Australian anthropologist

Peter Lawrence (1921 – 21 December 1987) was a British-Australian anthropologist and pioneer in the study of Melanesian religions.

Lawrence was born in Lancashire, and read classics at the University of Cambridge. Between 1942 and 1946, he served in the Royal Navy before returning to Cambridge at the end of World War II. He conducted his first fieldwork among the Garia people in southern Madang Province, Papua New Guinea in 1949–1950. Supervised by Meyer Fortes, he received his PhD in 1951 with a thesis entitled "Social structure and the process of social control among the Garia, Madang District, New Guinea".

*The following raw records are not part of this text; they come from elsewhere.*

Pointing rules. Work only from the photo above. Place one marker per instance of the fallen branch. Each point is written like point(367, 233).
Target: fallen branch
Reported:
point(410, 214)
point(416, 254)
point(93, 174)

Lawrence held teaching positions at the Australian National University (1948-1957), Australian School of Pacific Administration (from 1957), University of Western Australia (1960-1963), University of Queensland (1966-1970), and University of Sydney (1963-1965 and 1970–1986).

Lawrence became a prominent academic in Australia and abroad. He was elected a Fellow of the Academy of Social Sciences in 1967 and an Honorary Fellow of the Association for the Social Anthropology of Oceania. He also became the editor of Oceania, the first anthropology journal in Australia, in 1980. He died of a stroke in Sydney.

A portrait of him painted in 1938 by Tempe Manning is held by the National Library of Australia.